The Thunder has a chance to extend Russell Westbrook an additional five years this summer with what’s called the Designated Player Exception.
I wrote about the DPE for Thursday’s Oklahoman (you can read that story here), but subscriber Craig Blankenship emailed me with some solid additional questions about the exception which I couldn’t get dive into fully in my story.
You could write a War and Peace-sized novel on the Collective Bargaining Agreement, the finer details of the DPE and every stipulation tied into each rule of the CBA. Even if you go by the current CBA to figure out how much Westbrook could earn in the upcoming years, there’s no guarantee the new CBA (which will kick in July 1) won’t have changes which alter contracts and franchise’s attempts to plan ahead.
With that being said, let’s tackle some additional questions with what we know now:
Q: If Westbrook signs the DPE, are all seasons guaranteed?
A: Yes, unless otherwise noted (Ex. team option, player option. partially guaranteed contract up until a specific date), NBA year-to-year salaries are guaranteed.
If Westbrook signs the DPE this summer, is he under contract for five years or six?
Six: The year he has left on this deal in 2017-18, plus an additional five years. Westbrook currently has one more guaranteed year remaining on the two-year re-negotiation/extension he signed Aug. 4, 2016, in which he’ll make $28.5 million, plus a player option for 2018-19. If Westbrook was to sign the DPE this summer, it would essentially take the place of the player option year, and the additional five years would start in the 2018-19 season.
Could he wait until after next season to sign the DPE?
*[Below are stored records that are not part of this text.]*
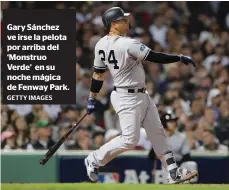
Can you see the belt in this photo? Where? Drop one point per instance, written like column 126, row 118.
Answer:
column 132, row 90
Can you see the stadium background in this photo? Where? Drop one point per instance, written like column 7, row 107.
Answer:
column 199, row 97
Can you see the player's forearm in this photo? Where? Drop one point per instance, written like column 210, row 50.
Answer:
column 96, row 84
column 163, row 58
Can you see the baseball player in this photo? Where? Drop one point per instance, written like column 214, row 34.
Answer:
column 178, row 143
column 123, row 57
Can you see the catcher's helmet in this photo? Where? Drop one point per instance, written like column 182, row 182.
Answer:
column 113, row 14
column 168, row 116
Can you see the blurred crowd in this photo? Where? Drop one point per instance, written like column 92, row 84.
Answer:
column 199, row 97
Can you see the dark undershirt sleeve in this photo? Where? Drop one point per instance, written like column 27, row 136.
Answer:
column 163, row 58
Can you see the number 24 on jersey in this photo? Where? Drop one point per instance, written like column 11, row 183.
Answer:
column 111, row 58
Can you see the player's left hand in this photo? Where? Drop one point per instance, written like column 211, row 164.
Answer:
column 186, row 60
column 90, row 107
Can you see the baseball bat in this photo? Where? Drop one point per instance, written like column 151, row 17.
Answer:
column 56, row 146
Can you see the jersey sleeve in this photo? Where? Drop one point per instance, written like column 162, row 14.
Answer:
column 99, row 65
column 138, row 50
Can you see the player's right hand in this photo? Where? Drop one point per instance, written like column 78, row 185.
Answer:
column 90, row 107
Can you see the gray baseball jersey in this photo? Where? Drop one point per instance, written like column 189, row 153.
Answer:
column 122, row 56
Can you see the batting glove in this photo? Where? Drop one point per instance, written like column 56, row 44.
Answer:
column 186, row 60
column 90, row 107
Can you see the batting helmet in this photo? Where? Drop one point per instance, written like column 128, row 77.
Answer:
column 113, row 14
column 168, row 116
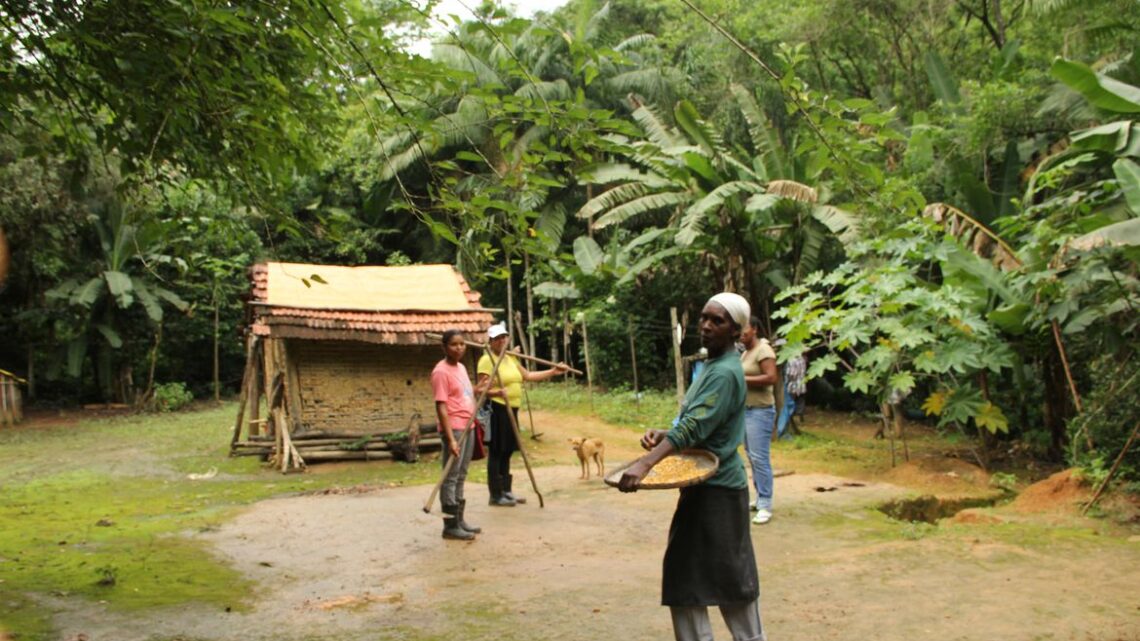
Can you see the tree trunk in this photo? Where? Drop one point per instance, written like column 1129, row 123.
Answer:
column 217, row 359
column 530, row 306
column 5, row 258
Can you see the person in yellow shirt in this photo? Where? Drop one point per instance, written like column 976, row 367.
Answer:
column 507, row 386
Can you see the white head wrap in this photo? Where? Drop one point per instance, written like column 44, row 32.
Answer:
column 737, row 307
column 496, row 331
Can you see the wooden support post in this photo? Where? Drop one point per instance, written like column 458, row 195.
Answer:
column 589, row 368
column 244, row 399
column 677, row 366
column 292, row 390
column 633, row 360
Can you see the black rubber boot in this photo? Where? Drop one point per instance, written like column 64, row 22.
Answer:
column 498, row 498
column 452, row 528
column 463, row 524
column 509, row 494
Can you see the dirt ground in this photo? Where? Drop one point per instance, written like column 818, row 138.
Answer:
column 369, row 564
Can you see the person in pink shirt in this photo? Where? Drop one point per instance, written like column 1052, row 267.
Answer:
column 455, row 403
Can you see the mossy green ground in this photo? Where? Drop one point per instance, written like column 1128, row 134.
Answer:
column 92, row 508
column 95, row 508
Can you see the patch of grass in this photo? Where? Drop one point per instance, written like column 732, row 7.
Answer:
column 98, row 509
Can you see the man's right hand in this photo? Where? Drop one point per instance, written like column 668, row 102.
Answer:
column 652, row 437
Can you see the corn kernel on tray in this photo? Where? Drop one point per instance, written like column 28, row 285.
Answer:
column 685, row 468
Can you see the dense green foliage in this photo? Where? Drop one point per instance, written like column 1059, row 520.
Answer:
column 938, row 204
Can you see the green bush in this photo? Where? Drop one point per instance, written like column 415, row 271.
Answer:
column 169, row 397
column 1110, row 412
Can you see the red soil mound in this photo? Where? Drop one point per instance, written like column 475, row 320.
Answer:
column 1060, row 492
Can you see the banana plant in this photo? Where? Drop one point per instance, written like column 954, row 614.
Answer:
column 739, row 210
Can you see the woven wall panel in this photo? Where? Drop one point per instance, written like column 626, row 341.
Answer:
column 361, row 388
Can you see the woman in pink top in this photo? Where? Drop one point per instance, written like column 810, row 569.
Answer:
column 455, row 403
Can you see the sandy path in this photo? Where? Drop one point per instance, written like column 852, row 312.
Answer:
column 372, row 566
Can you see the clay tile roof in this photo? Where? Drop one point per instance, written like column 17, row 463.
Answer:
column 381, row 305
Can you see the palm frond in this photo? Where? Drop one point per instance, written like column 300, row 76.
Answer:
column 717, row 197
column 545, row 90
column 619, row 172
column 651, row 82
column 595, row 22
column 838, row 221
column 651, row 202
column 974, row 235
column 794, row 191
column 612, row 197
column 766, row 145
column 461, row 58
column 656, row 129
column 1049, row 6
column 698, row 129
column 635, row 41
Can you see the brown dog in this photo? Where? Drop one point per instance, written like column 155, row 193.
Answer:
column 589, row 448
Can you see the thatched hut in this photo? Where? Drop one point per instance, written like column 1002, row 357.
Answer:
column 341, row 358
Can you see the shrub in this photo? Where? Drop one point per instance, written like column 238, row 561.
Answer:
column 1110, row 413
column 169, row 397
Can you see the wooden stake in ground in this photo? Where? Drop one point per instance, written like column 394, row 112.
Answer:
column 589, row 371
column 1116, row 464
column 526, row 395
column 522, row 451
column 633, row 362
column 246, row 376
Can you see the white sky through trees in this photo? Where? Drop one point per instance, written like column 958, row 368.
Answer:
column 447, row 8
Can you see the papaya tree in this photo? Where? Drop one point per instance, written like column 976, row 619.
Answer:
column 895, row 323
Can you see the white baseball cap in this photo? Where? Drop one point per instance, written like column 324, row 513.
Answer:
column 496, row 331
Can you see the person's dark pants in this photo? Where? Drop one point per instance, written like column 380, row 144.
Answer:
column 498, row 454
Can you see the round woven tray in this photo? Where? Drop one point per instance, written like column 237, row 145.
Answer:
column 706, row 465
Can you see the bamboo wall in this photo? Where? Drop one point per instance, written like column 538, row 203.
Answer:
column 355, row 388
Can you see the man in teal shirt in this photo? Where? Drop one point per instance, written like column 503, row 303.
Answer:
column 709, row 559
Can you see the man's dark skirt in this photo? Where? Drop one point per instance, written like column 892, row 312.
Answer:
column 503, row 441
column 709, row 560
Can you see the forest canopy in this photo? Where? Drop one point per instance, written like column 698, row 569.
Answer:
column 937, row 203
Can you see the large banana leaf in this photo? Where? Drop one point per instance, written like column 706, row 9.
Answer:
column 1128, row 175
column 110, row 334
column 121, row 287
column 149, row 301
column 612, row 197
column 652, row 202
column 656, row 129
column 1102, row 91
column 587, row 253
column 619, row 172
column 943, row 82
column 691, row 122
column 1118, row 234
column 553, row 290
column 765, row 143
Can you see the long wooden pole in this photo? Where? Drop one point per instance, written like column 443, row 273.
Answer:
column 589, row 371
column 466, row 431
column 677, row 367
column 1112, row 472
column 522, row 451
column 512, row 353
column 526, row 395
column 633, row 360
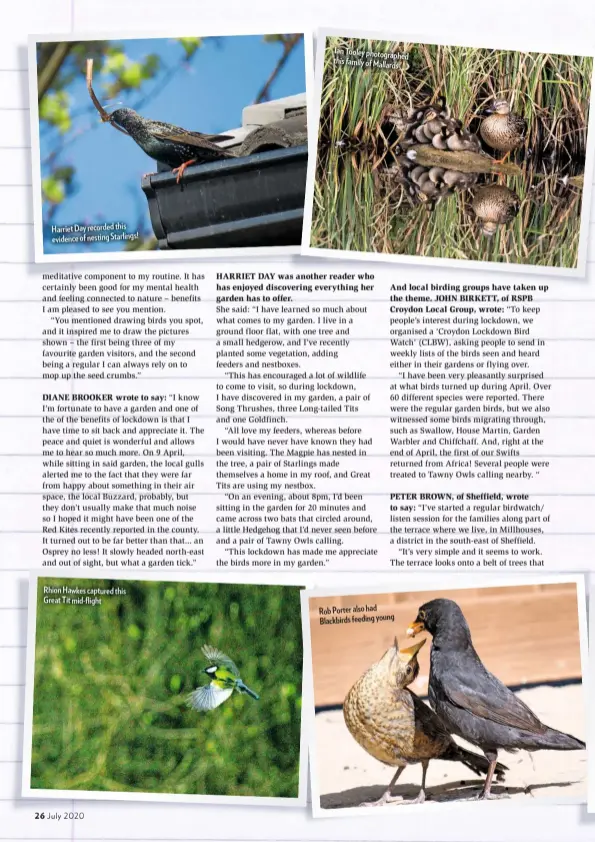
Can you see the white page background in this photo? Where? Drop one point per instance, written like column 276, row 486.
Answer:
column 553, row 25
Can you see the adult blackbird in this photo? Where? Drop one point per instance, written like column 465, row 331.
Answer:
column 470, row 701
column 393, row 725
column 168, row 144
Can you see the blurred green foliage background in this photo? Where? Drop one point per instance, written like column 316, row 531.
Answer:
column 111, row 683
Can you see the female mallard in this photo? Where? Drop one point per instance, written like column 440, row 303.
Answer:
column 502, row 130
column 495, row 205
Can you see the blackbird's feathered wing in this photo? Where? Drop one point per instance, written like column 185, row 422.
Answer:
column 482, row 694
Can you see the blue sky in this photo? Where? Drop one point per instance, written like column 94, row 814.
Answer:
column 208, row 95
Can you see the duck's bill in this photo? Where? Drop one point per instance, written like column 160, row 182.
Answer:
column 415, row 628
Yes. While Westbrook has until July 1 until the start of the regular season to agree to the DPE, he could also wait, opt out of the final year of his deal in the summer of 2018 and sign with the Thunder as a free agent (although Westbrook would hit unrestricted free agency, a la Kevin Durant, and could be wooed by other teams).
Can another team offer Westbrook more money in free agency?
No. The DPE was set up specifically to help teams keep their mega stars like Westbrook. The Thunder can offer five years, whereas another team in free agency can only offer four. A four-year max from another team projects at $161 million for Westbrook.
Where did the number $219 million over five years come from?
The projection over five years is based on Westbrook being eligible to receive roughly 35 percent of the team’s salary cap in his first year of the new deal. From there, his salary will increase each season by 7.5 percent of his salary from 2018-19. You’ll see projections land anywhere between $217-219 million because the salary cap for the 2018-19 season hasn’t been set yet.